Pokolenie NEET w wakacje przesadza. Oto, co "niechcemizm" robi z młodymi

mamadu.pl 16 godzin temu
Rodzice patrzą z niepokojem, jak ich dzieci z pokolenia Z dryfują przez życie, nie szukając w nim żadnego celu. Eksperci określają takich młodych dorosłych mianem pokolenia NEET – od angielskiego not in education, employment or training, czyli osób, które nie uczą się, nie pracują i nie zdobywają kwalifikacji zawodowych. Ich liczba stale rośnie, również w Polsce.


Młodzi ulegają modzie na "niechcemizm"


Jeszcze kilkanaście lat temu dwudziestolatkowie kojarzyli się z energią, planami, głodem życia i otwartością na nowe doświadczenia. Byli to młodzi, którzy wreszcie mogli zakosztować samodzielnego, dorosłego życia, zależało im na niezależności i chcieli podbijać świat.

Dziś coraz częściej mamy do czynienia z młodymi dorosłymi z pokolenia zetek, którzy zamiast zdobywać świat, leżą na kanapie i scrollują ekran telefonu. Nie mówimy tu o nastolatkach nudzących się w wakacje – chodzi o dorosłych ludzi, którym po prostu... nie chce się chcieć.

Rodzice dwudziestolatków coraz częściej zadają sobie pytanie: "Co poszło nie tak?". W końcu to w tym wieku ludzie powinni próbować, testować, uczyć się na błędach, łapać pierwsze prace, a niekiedy też samodzielnie się utrzymywać.

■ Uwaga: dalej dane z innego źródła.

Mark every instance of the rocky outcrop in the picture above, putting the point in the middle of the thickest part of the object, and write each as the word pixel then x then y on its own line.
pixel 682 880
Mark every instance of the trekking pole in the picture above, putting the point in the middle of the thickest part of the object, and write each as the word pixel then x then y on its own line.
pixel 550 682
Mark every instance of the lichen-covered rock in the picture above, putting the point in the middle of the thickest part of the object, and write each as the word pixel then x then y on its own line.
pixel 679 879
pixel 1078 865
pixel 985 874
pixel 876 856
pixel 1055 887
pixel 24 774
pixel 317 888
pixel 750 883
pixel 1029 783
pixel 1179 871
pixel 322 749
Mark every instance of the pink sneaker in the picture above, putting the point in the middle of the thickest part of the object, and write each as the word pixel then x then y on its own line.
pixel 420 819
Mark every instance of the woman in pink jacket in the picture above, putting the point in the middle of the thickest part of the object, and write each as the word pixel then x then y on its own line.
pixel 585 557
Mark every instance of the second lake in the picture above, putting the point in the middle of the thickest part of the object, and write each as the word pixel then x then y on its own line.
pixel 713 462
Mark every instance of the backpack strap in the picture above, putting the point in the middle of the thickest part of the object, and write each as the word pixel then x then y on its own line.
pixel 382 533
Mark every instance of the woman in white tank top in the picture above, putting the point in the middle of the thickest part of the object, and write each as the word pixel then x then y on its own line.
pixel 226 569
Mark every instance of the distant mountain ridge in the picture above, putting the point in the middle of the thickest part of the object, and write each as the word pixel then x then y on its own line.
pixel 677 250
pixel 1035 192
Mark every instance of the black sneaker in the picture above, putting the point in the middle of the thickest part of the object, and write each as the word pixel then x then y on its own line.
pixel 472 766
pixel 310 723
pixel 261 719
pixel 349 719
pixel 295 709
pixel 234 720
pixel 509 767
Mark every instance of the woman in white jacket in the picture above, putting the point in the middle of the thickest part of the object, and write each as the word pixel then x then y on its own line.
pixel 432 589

Tymczasem nie brakuje młodych, którzy kończą studia (lub choćby ich nie zaczynają), nie podejmują pracy, nie mają planów ani marzeń. Ich dzień wygląda podobnie: śniadanie, scrollowanie, trochę seriali, może spotkanie ze znajomymi – jeżeli się zechce. Czas płynie, ale u nich nic się nie zmienia.

Pokolenie NEET


Eksperci określają takich młodych dorosłych mianem pokolenia NEET – od angielskiego not in education, employment or training, czyli osób, które nie uczą się, nie pracują i nie zdobywają kwalifikacji zawodowych. Ich liczba stale rośnie, również w Polsce. Co gorsza, to nie zawsze wynik braku możliwości – często to efekt świadomego wyboru.

Niechęć do pracy czy nauki bywa tłumaczona przez nich niskimi zarobkami, brakiem sensu, niechęcią do podporządkowania się sztywnym ramom. Wielu z nich mówi wprost: "Nie mam motywacji. Nie widzę celu. Nie zamierzam marnować życia na coś, co mnie nie interesuje".

Tyle iż w zamian nie robią nic. Nie szukają swojej drogi, nie rozwijają pasji. Czekają, aż coś się samo wydarzy z perspektywy kanapowca uzależnionego od ekranów.

Dla rodziców to frustrująca sytuacja. Bo jak pomóc dorosłemu dziecku, które nie chce pomocy? Jak rozmawiać z kimś, kto nie ma planu na jutro, ale też nie widzi w tym problemu? Jak nie stracić cierpliwości, widząc, iż własne dziecko coraz bardziej wycofuje się z życia?

Rodzice muszą motywować i wyciągać pomocną dłoń


Oczywiście nie każda osoba w tym wieku boryka się z brakiem motywacji. Ale skala zjawiska rośnie. Powodów jest wiele: nadopiekuńczość rodziców, lęk przed porażką, przyzwyczajenie do wygody, zmęczenie tempem życia jeszcze zanim się ono naprawdę zaczęło.

Niektórzy twierdzą, iż to efekt pandemii, która "zamroziła" ambicje wielu młodych. Inni – iż to skutek wychowania w świecie, gdzie wszystko ma być łatwe, szybkie i przyjemne. Że to tak naprawdę wina ich rodziców, którzy wszystko dzieciom podstawiali pod nos, bo chcieli dla nich dobrze.

Co możemy zrobić jako rodzice? Po pierwsze – nie udawać, iż problemu nie ma. Rozmawiać, ale bez oceniania. Pytać: "Co cię interesuje?", "Co cię blokuje?", "Jak ci mogę pomóc?". Po drugie – stawiać granice. Nie sponsorować bez końca wygodnego życia, jeżeli ono nie prowadzi do żadnego celu. Po trzecie – dawać przykład. Pokazywać, iż życie nie zawsze jest łatwe, ale warto próbować.

Bo młodość to nie czas spędzony na kanapie. To moment, w którym powinno się smakować świat, podejmować wyzwania, popełniać błędy i cieszyć się tym wszystkim. Szkoda go przespać.